The Foreign Office and the foreign minister are supposed to be the primary — not exclusive — advisors and policy input providers to the prime minister on all matters pertaining to external relations, including those relating to national security. Depending on specific external developments, technical ministries and defence must provide their specialist input, which may be more immediately relevant and urgent than that of the foreign ministry.

But to reduce the foreign ministry to a secondary advisory body with regard to strategic priorities and choices, which determine the content and direction of our most important external policies and relations, is to hijack foreign policy and undermine national policy.

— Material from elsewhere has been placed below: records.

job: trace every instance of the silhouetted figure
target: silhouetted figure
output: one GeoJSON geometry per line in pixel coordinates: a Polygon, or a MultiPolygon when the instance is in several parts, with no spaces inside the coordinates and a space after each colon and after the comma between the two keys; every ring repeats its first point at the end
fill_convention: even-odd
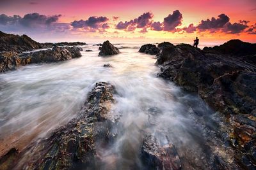
{"type": "Polygon", "coordinates": [[[194,40],[194,45],[193,45],[193,46],[196,46],[197,48],[197,46],[199,44],[199,39],[196,37],[196,39],[194,40]]]}

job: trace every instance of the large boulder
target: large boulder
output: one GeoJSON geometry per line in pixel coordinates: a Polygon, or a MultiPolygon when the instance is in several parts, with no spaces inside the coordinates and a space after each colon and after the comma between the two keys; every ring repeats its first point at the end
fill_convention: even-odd
{"type": "Polygon", "coordinates": [[[141,46],[139,52],[150,55],[156,55],[159,52],[159,49],[155,45],[147,44],[141,46]]]}
{"type": "Polygon", "coordinates": [[[246,55],[256,54],[256,44],[243,42],[239,39],[231,39],[220,46],[205,47],[203,50],[207,53],[218,53],[233,55],[246,55]]]}
{"type": "Polygon", "coordinates": [[[0,31],[0,51],[22,52],[44,48],[26,35],[19,36],[0,31]]]}
{"type": "Polygon", "coordinates": [[[97,83],[77,117],[20,152],[12,149],[0,158],[0,169],[99,169],[102,162],[97,147],[116,136],[111,127],[116,119],[109,114],[113,92],[110,84],[97,83]]]}
{"type": "Polygon", "coordinates": [[[52,49],[20,54],[3,52],[0,53],[0,72],[15,70],[29,64],[64,61],[81,56],[77,47],[55,46],[52,49]]]}
{"type": "Polygon", "coordinates": [[[151,134],[144,138],[141,159],[145,169],[181,169],[180,160],[174,146],[170,143],[161,145],[151,134]]]}
{"type": "Polygon", "coordinates": [[[157,48],[159,48],[159,50],[163,50],[163,48],[170,46],[173,46],[173,45],[171,43],[165,41],[157,45],[157,48]]]}
{"type": "Polygon", "coordinates": [[[113,46],[109,41],[106,41],[103,43],[102,46],[99,48],[100,52],[99,53],[99,56],[106,56],[111,55],[118,54],[120,52],[118,48],[113,46]]]}
{"type": "Polygon", "coordinates": [[[230,43],[220,46],[226,50],[211,52],[184,44],[169,46],[161,51],[156,64],[161,66],[159,76],[197,92],[212,108],[224,114],[229,131],[223,136],[234,147],[236,160],[243,168],[255,168],[256,152],[249,146],[256,146],[256,66],[244,62],[242,56],[244,53],[252,59],[255,55],[248,55],[254,50],[243,52],[241,49],[247,47],[242,45],[241,51],[232,51],[230,49],[238,48],[237,44],[230,43]]]}

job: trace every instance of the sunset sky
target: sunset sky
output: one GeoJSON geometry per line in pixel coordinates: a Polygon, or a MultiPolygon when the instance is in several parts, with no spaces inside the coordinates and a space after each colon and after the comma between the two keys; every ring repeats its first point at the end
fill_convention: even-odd
{"type": "Polygon", "coordinates": [[[0,0],[0,31],[40,42],[256,43],[256,1],[0,0]]]}

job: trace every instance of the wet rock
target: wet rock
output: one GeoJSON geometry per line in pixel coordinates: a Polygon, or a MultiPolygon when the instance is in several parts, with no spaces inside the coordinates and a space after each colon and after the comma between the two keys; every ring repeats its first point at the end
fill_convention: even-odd
{"type": "Polygon", "coordinates": [[[14,35],[0,31],[0,52],[20,53],[42,48],[45,48],[45,46],[33,40],[26,35],[14,35]]]}
{"type": "Polygon", "coordinates": [[[102,46],[102,44],[101,44],[101,43],[95,44],[95,45],[93,45],[93,46],[102,46]]]}
{"type": "Polygon", "coordinates": [[[79,57],[77,47],[58,47],[35,52],[18,54],[16,52],[0,53],[0,72],[17,69],[21,66],[40,62],[60,62],[79,57]]]}
{"type": "Polygon", "coordinates": [[[113,67],[113,66],[110,64],[106,64],[103,65],[104,67],[113,67]]]}
{"type": "Polygon", "coordinates": [[[12,148],[8,153],[0,158],[0,169],[8,170],[9,167],[12,166],[13,162],[16,160],[16,157],[19,154],[18,148],[12,148]]]}
{"type": "Polygon", "coordinates": [[[0,162],[13,160],[6,169],[97,169],[101,161],[97,147],[106,147],[116,136],[111,127],[116,119],[109,114],[113,92],[110,84],[97,83],[77,117],[30,145],[14,160],[2,157],[0,162]]]}
{"type": "Polygon", "coordinates": [[[256,122],[252,118],[256,115],[256,66],[243,60],[242,56],[253,53],[252,46],[231,41],[210,52],[182,44],[163,48],[156,62],[161,66],[159,76],[198,93],[212,108],[225,115],[228,138],[233,141],[230,143],[236,143],[232,146],[236,161],[244,167],[244,154],[250,162],[256,160],[252,152],[244,148],[248,143],[256,145],[255,129],[248,128],[256,122]],[[240,50],[233,51],[236,48],[240,50]],[[244,52],[245,49],[248,51],[244,52]],[[243,118],[228,118],[237,117],[243,118]]]}
{"type": "Polygon", "coordinates": [[[159,50],[163,50],[163,48],[173,46],[173,45],[169,42],[163,42],[157,45],[157,48],[159,50]]]}
{"type": "Polygon", "coordinates": [[[256,54],[256,44],[243,42],[239,39],[232,39],[220,46],[205,47],[203,50],[207,53],[218,53],[234,55],[256,54]]]}
{"type": "Polygon", "coordinates": [[[145,53],[150,55],[156,55],[159,52],[159,50],[155,45],[143,45],[139,50],[139,52],[145,53]]]}
{"type": "Polygon", "coordinates": [[[54,43],[55,45],[58,46],[74,46],[74,45],[87,45],[86,43],[83,42],[61,42],[61,43],[54,43]]]}
{"type": "Polygon", "coordinates": [[[99,56],[106,56],[120,53],[119,50],[111,44],[109,41],[104,42],[102,46],[100,49],[99,49],[100,50],[99,53],[99,56]]]}
{"type": "Polygon", "coordinates": [[[181,169],[174,146],[170,143],[161,145],[151,134],[144,138],[141,159],[145,169],[181,169]]]}

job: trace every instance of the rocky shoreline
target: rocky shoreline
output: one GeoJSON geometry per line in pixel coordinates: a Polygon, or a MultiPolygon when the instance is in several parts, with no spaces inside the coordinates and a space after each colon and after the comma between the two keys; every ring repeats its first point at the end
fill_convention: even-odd
{"type": "Polygon", "coordinates": [[[15,70],[20,66],[40,62],[52,62],[79,57],[82,48],[63,45],[81,45],[84,43],[39,43],[26,35],[18,36],[0,32],[0,73],[15,70]],[[42,48],[49,48],[44,50],[42,48]],[[24,52],[42,49],[40,51],[24,52]]]}
{"type": "MultiPolygon", "coordinates": [[[[41,44],[26,35],[2,32],[0,35],[1,73],[29,64],[79,57],[82,49],[68,46],[86,45],[79,42],[41,44]],[[24,53],[37,49],[42,50],[24,53]]],[[[120,53],[109,41],[95,45],[100,46],[99,56],[120,53]]],[[[254,169],[256,44],[233,39],[220,46],[200,50],[187,44],[173,45],[163,42],[157,46],[144,45],[139,52],[156,55],[156,64],[160,69],[158,76],[174,82],[188,92],[198,94],[214,111],[224,115],[226,122],[219,125],[221,138],[227,147],[234,150],[236,163],[239,167],[254,169]]],[[[109,64],[103,67],[113,67],[109,64]]],[[[115,94],[115,87],[109,83],[97,83],[76,118],[55,130],[48,138],[33,142],[23,150],[12,148],[0,157],[0,169],[100,169],[104,163],[97,147],[111,146],[118,132],[113,128],[122,125],[119,117],[114,117],[110,113],[115,94]]],[[[166,141],[166,143],[159,143],[151,134],[144,136],[140,151],[144,167],[181,169],[182,164],[175,146],[167,138],[166,141]]],[[[217,167],[228,169],[221,160],[217,160],[217,167]]]]}
{"type": "Polygon", "coordinates": [[[234,39],[202,50],[186,44],[158,46],[162,46],[156,53],[158,76],[198,93],[224,114],[228,130],[222,132],[222,138],[235,150],[240,166],[255,168],[256,44],[234,39]]]}

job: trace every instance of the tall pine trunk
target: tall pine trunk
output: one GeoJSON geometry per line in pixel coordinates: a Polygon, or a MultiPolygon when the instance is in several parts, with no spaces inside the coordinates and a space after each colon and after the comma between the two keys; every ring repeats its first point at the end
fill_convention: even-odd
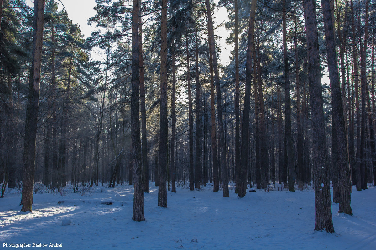
{"type": "Polygon", "coordinates": [[[238,193],[239,173],[240,168],[240,124],[239,88],[239,21],[238,0],[234,0],[235,12],[235,193],[238,193]]]}
{"type": "Polygon", "coordinates": [[[141,139],[142,142],[143,179],[144,193],[149,192],[149,163],[147,160],[147,131],[146,130],[146,109],[145,103],[145,79],[144,77],[144,57],[142,48],[142,17],[141,0],[139,1],[139,17],[138,18],[140,64],[140,101],[141,102],[141,139]]]}
{"type": "Polygon", "coordinates": [[[201,181],[201,123],[200,116],[200,73],[199,71],[199,45],[197,37],[197,30],[196,31],[196,160],[195,164],[194,187],[200,188],[201,181]]]}
{"type": "Polygon", "coordinates": [[[171,54],[172,57],[172,96],[171,96],[172,105],[171,107],[171,140],[170,150],[171,154],[171,159],[170,161],[170,171],[171,175],[171,192],[176,192],[176,188],[175,186],[175,181],[176,174],[175,173],[176,169],[175,167],[175,120],[176,114],[175,110],[175,89],[176,85],[176,78],[175,75],[175,71],[176,70],[175,65],[175,43],[174,39],[173,38],[171,43],[171,54]]]}
{"type": "Polygon", "coordinates": [[[339,191],[340,210],[338,212],[352,214],[350,206],[351,183],[349,152],[335,51],[334,23],[332,17],[332,12],[329,0],[321,0],[321,4],[324,17],[328,69],[332,94],[332,127],[333,133],[335,133],[335,135],[333,137],[332,143],[333,150],[336,150],[335,153],[333,154],[336,157],[334,159],[335,162],[333,164],[334,167],[337,168],[335,172],[337,176],[334,176],[334,178],[337,180],[334,180],[333,181],[338,183],[339,191]]]}
{"type": "MultiPolygon", "coordinates": [[[[211,46],[209,43],[209,47],[211,46]]],[[[218,166],[218,150],[217,145],[217,132],[215,129],[215,107],[214,103],[214,73],[213,70],[213,57],[209,53],[209,64],[210,68],[210,103],[211,111],[211,137],[213,169],[213,192],[219,190],[219,170],[218,166]]]]}
{"type": "MultiPolygon", "coordinates": [[[[141,162],[141,142],[139,124],[139,46],[138,34],[139,2],[133,0],[132,12],[132,93],[131,93],[131,136],[132,141],[132,164],[133,181],[133,214],[132,219],[139,222],[145,220],[144,214],[144,187],[143,168],[141,162]]],[[[114,181],[114,183],[115,181],[114,181]]]]}
{"type": "MultiPolygon", "coordinates": [[[[253,48],[255,32],[255,17],[256,15],[256,0],[252,0],[248,27],[248,37],[247,47],[246,67],[246,90],[242,121],[241,144],[240,148],[240,166],[238,185],[238,197],[243,197],[247,193],[247,170],[248,166],[249,141],[249,109],[250,106],[251,84],[252,82],[252,51],[253,48]]],[[[255,100],[255,101],[256,101],[255,100]]]]}
{"type": "Polygon", "coordinates": [[[23,157],[21,211],[33,210],[33,192],[35,165],[35,143],[41,81],[42,49],[44,18],[44,0],[34,0],[33,19],[33,61],[29,78],[25,142],[23,157]]]}
{"type": "Polygon", "coordinates": [[[209,38],[209,47],[210,53],[213,60],[213,69],[214,72],[214,83],[217,90],[217,114],[218,115],[218,136],[219,137],[219,150],[220,152],[221,163],[220,165],[222,174],[222,185],[223,189],[223,197],[229,197],[229,193],[228,179],[226,167],[226,146],[224,141],[224,133],[223,131],[223,120],[222,116],[222,98],[221,94],[221,86],[220,85],[219,72],[218,63],[215,54],[215,41],[214,40],[214,29],[213,28],[213,21],[212,19],[211,10],[209,0],[206,0],[206,11],[208,13],[208,33],[209,38]]]}
{"type": "Polygon", "coordinates": [[[321,86],[320,53],[315,0],[303,0],[312,127],[315,230],[334,233],[327,164],[325,121],[321,86]]]}
{"type": "MultiPolygon", "coordinates": [[[[285,67],[285,131],[286,133],[287,148],[285,149],[285,160],[287,163],[288,172],[288,190],[295,190],[295,171],[294,165],[294,150],[293,148],[293,135],[291,129],[291,100],[290,98],[290,80],[288,72],[288,55],[287,54],[287,31],[286,29],[286,4],[285,0],[282,2],[282,26],[283,27],[283,58],[285,67]]],[[[285,173],[285,174],[286,173],[285,173]]]]}
{"type": "Polygon", "coordinates": [[[194,170],[193,165],[193,118],[192,116],[192,87],[191,85],[191,64],[190,63],[188,45],[188,31],[186,34],[187,55],[187,84],[188,88],[188,120],[189,129],[189,187],[190,190],[194,190],[194,170]]]}
{"type": "Polygon", "coordinates": [[[167,207],[167,1],[162,0],[161,32],[161,102],[159,103],[159,157],[158,205],[167,207]]]}

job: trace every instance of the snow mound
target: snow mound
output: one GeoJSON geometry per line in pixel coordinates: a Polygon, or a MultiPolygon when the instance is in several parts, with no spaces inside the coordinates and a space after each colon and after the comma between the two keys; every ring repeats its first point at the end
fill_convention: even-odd
{"type": "Polygon", "coordinates": [[[92,204],[96,205],[98,204],[111,205],[115,203],[115,201],[111,199],[82,200],[80,199],[69,199],[64,201],[59,201],[58,202],[58,204],[64,204],[64,205],[73,205],[73,206],[86,204],[92,204]]]}
{"type": "Polygon", "coordinates": [[[61,222],[62,226],[68,226],[72,223],[72,220],[70,219],[64,219],[61,222]]]}
{"type": "Polygon", "coordinates": [[[118,201],[132,201],[133,200],[133,196],[132,195],[121,195],[116,193],[114,199],[118,201]]]}

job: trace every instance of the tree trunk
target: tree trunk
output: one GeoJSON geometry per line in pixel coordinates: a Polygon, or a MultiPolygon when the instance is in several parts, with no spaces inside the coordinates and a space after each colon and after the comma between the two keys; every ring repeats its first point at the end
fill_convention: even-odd
{"type": "MultiPolygon", "coordinates": [[[[362,189],[367,189],[367,165],[366,159],[366,137],[367,132],[367,115],[365,112],[366,105],[366,89],[367,88],[367,76],[366,69],[367,68],[367,44],[368,41],[368,1],[365,2],[365,20],[364,24],[364,43],[362,45],[361,37],[360,37],[360,78],[361,83],[362,108],[361,110],[361,188],[362,189]]],[[[370,124],[371,126],[371,124],[370,124]]]]}
{"type": "Polygon", "coordinates": [[[25,143],[23,157],[22,196],[21,211],[33,210],[33,192],[35,165],[39,85],[44,18],[44,0],[34,0],[33,19],[33,61],[29,79],[27,108],[25,125],[25,143]]]}
{"type": "Polygon", "coordinates": [[[300,116],[300,77],[299,75],[300,71],[300,63],[299,61],[299,51],[298,49],[298,33],[297,21],[298,16],[295,12],[294,19],[294,48],[295,52],[295,78],[296,84],[296,123],[297,142],[296,151],[297,159],[296,169],[298,173],[297,179],[299,182],[299,189],[303,190],[305,182],[304,180],[304,169],[306,167],[304,165],[303,157],[303,142],[304,138],[303,135],[303,129],[302,126],[302,119],[300,116]]]}
{"type": "MultiPolygon", "coordinates": [[[[256,0],[252,0],[248,27],[246,67],[246,90],[244,93],[243,119],[242,121],[241,144],[240,148],[240,165],[239,170],[238,197],[244,197],[247,193],[247,172],[249,165],[248,153],[249,142],[249,109],[250,106],[251,84],[252,81],[252,50],[253,48],[256,0]]],[[[255,100],[255,102],[256,102],[255,100]]]]}
{"type": "Polygon", "coordinates": [[[190,62],[188,45],[188,31],[186,33],[187,55],[187,84],[188,88],[188,119],[189,123],[189,187],[190,190],[194,190],[194,170],[193,165],[193,118],[192,117],[192,87],[191,85],[191,64],[190,62]]]}
{"type": "Polygon", "coordinates": [[[238,0],[234,0],[235,12],[235,193],[238,193],[239,173],[240,168],[240,124],[239,88],[239,28],[238,0]]]}
{"type": "Polygon", "coordinates": [[[336,150],[335,154],[334,155],[336,157],[336,159],[334,159],[335,162],[334,164],[334,167],[338,168],[335,171],[337,176],[334,176],[334,178],[338,179],[333,181],[338,182],[339,190],[340,210],[338,212],[351,215],[352,214],[352,212],[350,206],[351,183],[349,152],[335,52],[334,23],[332,17],[332,12],[329,0],[321,0],[321,4],[324,17],[326,54],[332,93],[332,126],[335,134],[335,137],[333,137],[332,141],[333,150],[335,148],[336,150]]]}
{"type": "Polygon", "coordinates": [[[283,27],[283,55],[284,64],[285,66],[285,130],[286,132],[287,150],[285,152],[285,159],[287,162],[288,171],[288,190],[295,191],[295,171],[294,165],[294,150],[293,148],[293,135],[291,129],[291,100],[290,98],[290,80],[288,72],[288,55],[287,54],[287,31],[286,30],[286,1],[282,2],[283,13],[282,26],[283,27]]]}
{"type": "Polygon", "coordinates": [[[223,189],[223,197],[228,197],[228,179],[226,170],[226,146],[224,141],[223,132],[223,121],[222,116],[222,98],[221,95],[221,86],[220,85],[219,72],[218,64],[215,54],[215,41],[214,40],[214,30],[213,28],[213,21],[212,19],[211,10],[209,0],[206,0],[206,11],[208,13],[208,33],[209,36],[209,46],[210,53],[213,58],[213,69],[214,71],[214,82],[217,90],[217,108],[218,115],[218,135],[219,136],[219,149],[221,152],[221,163],[220,165],[222,174],[222,185],[223,189]]]}
{"type": "Polygon", "coordinates": [[[139,2],[138,0],[133,0],[132,12],[132,87],[130,110],[133,158],[132,166],[133,168],[133,179],[134,181],[132,219],[137,222],[145,220],[139,106],[140,86],[139,36],[138,34],[139,8],[139,2]]]}
{"type": "Polygon", "coordinates": [[[334,233],[332,219],[331,201],[329,182],[325,132],[325,121],[320,76],[316,2],[303,0],[307,48],[308,80],[312,115],[314,187],[315,189],[315,230],[325,229],[334,233]]]}
{"type": "Polygon", "coordinates": [[[356,169],[354,172],[356,173],[355,178],[353,178],[353,184],[356,185],[356,190],[360,191],[362,190],[361,181],[360,178],[360,169],[361,165],[361,152],[362,150],[361,142],[360,137],[360,112],[359,110],[359,86],[358,84],[358,57],[356,53],[356,43],[355,40],[355,23],[354,18],[355,14],[354,12],[354,6],[352,0],[350,1],[351,8],[351,26],[352,28],[352,43],[353,43],[353,65],[354,70],[353,75],[354,76],[354,82],[355,88],[355,108],[356,109],[356,169]]]}
{"type": "Polygon", "coordinates": [[[199,43],[197,37],[197,30],[196,31],[196,161],[194,171],[194,187],[200,189],[201,180],[201,122],[200,116],[200,73],[199,71],[199,43]]]}
{"type": "MultiPolygon", "coordinates": [[[[141,0],[139,6],[141,6],[141,0]]],[[[149,163],[147,160],[147,131],[146,130],[146,109],[145,103],[145,80],[144,77],[144,57],[142,48],[142,17],[141,8],[139,17],[139,46],[140,64],[140,101],[141,102],[141,132],[142,135],[142,166],[144,192],[149,192],[149,163]]]]}
{"type": "MultiPolygon", "coordinates": [[[[68,126],[68,106],[69,105],[69,93],[70,92],[71,78],[72,75],[72,63],[73,58],[70,57],[69,63],[69,68],[68,70],[68,78],[67,84],[67,90],[65,93],[65,97],[64,103],[63,107],[63,117],[61,122],[61,167],[60,168],[60,180],[59,183],[62,187],[67,186],[67,178],[66,176],[67,162],[68,158],[68,150],[67,145],[67,130],[68,126]]],[[[97,179],[96,184],[98,186],[97,172],[97,179]]]]}
{"type": "MultiPolygon", "coordinates": [[[[209,43],[209,47],[211,46],[209,43]]],[[[217,147],[217,135],[215,129],[215,107],[214,106],[214,77],[213,70],[213,57],[209,53],[209,64],[210,68],[210,101],[211,121],[211,149],[212,157],[213,192],[219,190],[219,171],[218,167],[218,153],[217,147]]]]}
{"type": "Polygon", "coordinates": [[[176,70],[175,65],[175,43],[174,39],[173,38],[172,42],[171,43],[171,54],[172,57],[172,103],[171,107],[171,160],[170,161],[170,169],[171,169],[170,175],[171,175],[171,192],[176,192],[176,188],[175,186],[175,181],[176,174],[176,169],[175,168],[175,118],[176,116],[175,110],[175,94],[176,90],[175,85],[176,80],[175,78],[175,71],[176,70]]]}
{"type": "MultiPolygon", "coordinates": [[[[258,83],[258,96],[259,103],[259,136],[260,140],[260,166],[261,168],[261,188],[266,189],[267,186],[270,184],[268,175],[269,174],[269,162],[268,159],[268,146],[267,144],[266,124],[265,121],[265,111],[264,105],[262,82],[261,80],[261,54],[260,53],[260,39],[258,38],[256,43],[256,49],[257,51],[257,78],[258,83]]],[[[256,58],[256,57],[255,57],[256,58]]],[[[256,82],[255,82],[256,84],[256,82]]]]}
{"type": "Polygon", "coordinates": [[[159,186],[158,205],[167,207],[167,1],[162,0],[161,32],[161,102],[159,103],[159,186]]]}

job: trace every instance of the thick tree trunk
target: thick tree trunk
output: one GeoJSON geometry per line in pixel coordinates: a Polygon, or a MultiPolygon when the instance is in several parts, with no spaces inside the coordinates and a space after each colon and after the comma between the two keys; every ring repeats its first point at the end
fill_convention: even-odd
{"type": "Polygon", "coordinates": [[[176,188],[175,186],[176,174],[175,172],[176,169],[175,167],[175,120],[176,114],[175,110],[175,94],[176,90],[175,89],[176,80],[175,75],[175,71],[176,70],[175,65],[175,43],[173,38],[171,43],[171,54],[172,57],[172,103],[171,107],[171,159],[170,161],[170,175],[171,175],[171,192],[176,192],[176,188]]]}
{"type": "MultiPolygon", "coordinates": [[[[248,26],[248,37],[247,47],[246,67],[246,90],[242,121],[241,144],[240,149],[240,165],[239,170],[238,197],[244,197],[247,193],[247,172],[248,166],[249,141],[249,109],[250,106],[251,84],[252,81],[252,51],[253,48],[255,17],[256,0],[252,0],[248,26]]],[[[256,102],[255,100],[255,102],[256,102]]]]}
{"type": "MultiPolygon", "coordinates": [[[[362,46],[361,37],[360,38],[360,78],[361,84],[362,108],[361,109],[361,188],[362,189],[367,189],[367,167],[366,159],[366,138],[367,137],[367,114],[366,114],[366,89],[367,88],[367,45],[368,41],[368,1],[365,2],[365,20],[364,24],[364,43],[362,46]]],[[[370,124],[371,126],[371,124],[370,124]]]]}
{"type": "Polygon", "coordinates": [[[259,97],[258,91],[258,85],[257,84],[257,69],[256,64],[256,48],[255,47],[254,37],[252,51],[253,58],[253,96],[255,99],[255,180],[256,183],[256,188],[260,189],[261,185],[261,169],[260,162],[261,157],[260,156],[260,110],[259,108],[259,97]]]}
{"type": "Polygon", "coordinates": [[[134,181],[132,219],[137,222],[145,220],[139,106],[140,85],[139,36],[138,34],[139,8],[138,0],[133,0],[132,12],[132,87],[130,110],[133,163],[131,167],[133,167],[133,179],[134,181]]]}
{"type": "Polygon", "coordinates": [[[346,127],[343,115],[343,102],[340,85],[337,58],[335,52],[335,43],[334,37],[334,21],[332,19],[332,11],[329,0],[321,0],[323,15],[326,44],[326,54],[328,60],[328,69],[330,81],[332,97],[332,128],[335,136],[333,137],[333,150],[335,150],[336,158],[334,167],[337,167],[337,176],[334,178],[334,182],[338,183],[340,198],[339,213],[352,214],[350,203],[351,183],[350,169],[347,151],[346,127]]]}
{"type": "Polygon", "coordinates": [[[149,162],[147,160],[147,131],[146,130],[146,109],[145,103],[145,79],[144,77],[144,57],[142,48],[142,17],[141,0],[139,0],[140,6],[138,18],[139,40],[140,64],[140,102],[141,104],[141,139],[142,142],[143,182],[144,192],[149,192],[149,162]]]}
{"type": "Polygon", "coordinates": [[[314,161],[313,183],[315,211],[315,230],[325,229],[328,232],[334,233],[315,1],[303,0],[303,6],[307,35],[308,80],[312,121],[312,156],[314,161]]]}
{"type": "Polygon", "coordinates": [[[239,173],[240,168],[240,124],[239,88],[239,28],[238,0],[234,0],[235,12],[235,193],[238,193],[239,173]]]}
{"type": "MultiPolygon", "coordinates": [[[[209,43],[209,47],[211,46],[209,43]]],[[[214,76],[213,70],[213,57],[209,53],[209,64],[210,68],[210,102],[211,108],[211,149],[213,169],[213,192],[219,190],[219,171],[218,167],[218,153],[217,147],[217,132],[215,129],[215,107],[214,104],[214,76]]]]}
{"type": "Polygon", "coordinates": [[[291,100],[290,98],[290,80],[288,72],[288,55],[287,54],[287,31],[286,30],[286,1],[282,2],[282,26],[283,27],[283,57],[285,66],[285,130],[287,150],[285,157],[287,157],[287,169],[288,171],[288,190],[295,191],[295,171],[294,165],[294,150],[293,148],[293,135],[291,129],[291,100]]]}
{"type": "Polygon", "coordinates": [[[162,0],[161,32],[161,102],[159,103],[159,186],[158,205],[167,207],[167,2],[162,0]]]}
{"type": "MultiPolygon", "coordinates": [[[[257,79],[258,83],[258,96],[259,102],[259,136],[260,140],[260,166],[261,168],[261,186],[263,189],[267,188],[270,184],[269,180],[269,159],[268,155],[268,146],[267,143],[266,124],[265,121],[265,111],[264,105],[264,96],[262,82],[261,80],[261,54],[260,53],[260,39],[258,38],[256,43],[257,51],[257,79]]],[[[255,58],[256,57],[255,57],[255,58]]],[[[255,82],[256,84],[256,82],[255,82]]]]}
{"type": "MultiPolygon", "coordinates": [[[[64,100],[64,106],[63,107],[63,117],[61,121],[61,167],[60,168],[60,178],[59,183],[62,187],[67,186],[67,178],[66,176],[67,163],[68,158],[68,150],[67,147],[67,130],[68,127],[68,105],[69,105],[69,94],[70,92],[71,78],[72,75],[72,63],[73,58],[70,58],[69,63],[69,68],[68,70],[68,78],[67,83],[67,90],[65,93],[65,97],[64,100]]],[[[96,184],[98,186],[97,172],[97,179],[96,184]]]]}
{"type": "Polygon", "coordinates": [[[199,71],[199,43],[197,37],[197,30],[196,31],[196,160],[195,164],[194,187],[200,189],[201,181],[201,122],[200,116],[200,73],[199,71]]]}
{"type": "Polygon", "coordinates": [[[297,33],[298,16],[296,13],[294,16],[294,48],[295,52],[295,79],[296,84],[296,120],[297,120],[297,143],[296,151],[297,159],[297,171],[298,173],[297,179],[299,182],[299,189],[303,190],[305,182],[304,180],[305,168],[306,166],[304,165],[303,157],[303,150],[304,138],[303,135],[303,129],[302,126],[302,119],[300,115],[300,77],[299,75],[300,71],[300,63],[299,61],[299,51],[298,49],[298,33],[297,33]]]}
{"type": "MultiPolygon", "coordinates": [[[[354,22],[354,17],[355,13],[354,12],[354,6],[352,0],[350,1],[351,8],[351,26],[352,28],[352,43],[353,43],[353,66],[354,70],[353,75],[354,76],[354,82],[355,88],[355,108],[356,109],[356,167],[353,172],[356,173],[355,178],[353,178],[353,184],[356,185],[356,190],[360,191],[362,190],[361,181],[360,176],[360,169],[361,165],[361,141],[360,137],[360,112],[359,109],[359,87],[358,86],[358,56],[357,55],[357,45],[355,40],[355,25],[354,22]],[[355,183],[354,183],[354,182],[355,183]]],[[[353,175],[353,177],[354,175],[353,175]]]]}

This is where the concept of civil-military relations as understood by the security establishment has been particularly dubious. It assumes a ‘partnership’ between the elected and unelected segments of government in national policy formulation. Despite the general incompetence of our elected politicians, this is ultimately incompatible with a viable security and a coherent foreign policy. National policy failure, accordingly, is fed into the system. The military have political power. The people have political rights. Their representatives have no political conscience. Foreign policy remains a political orphan.

The writer is a former ambassador to the US, India and China and head of UN missions in Iraq and Sudan.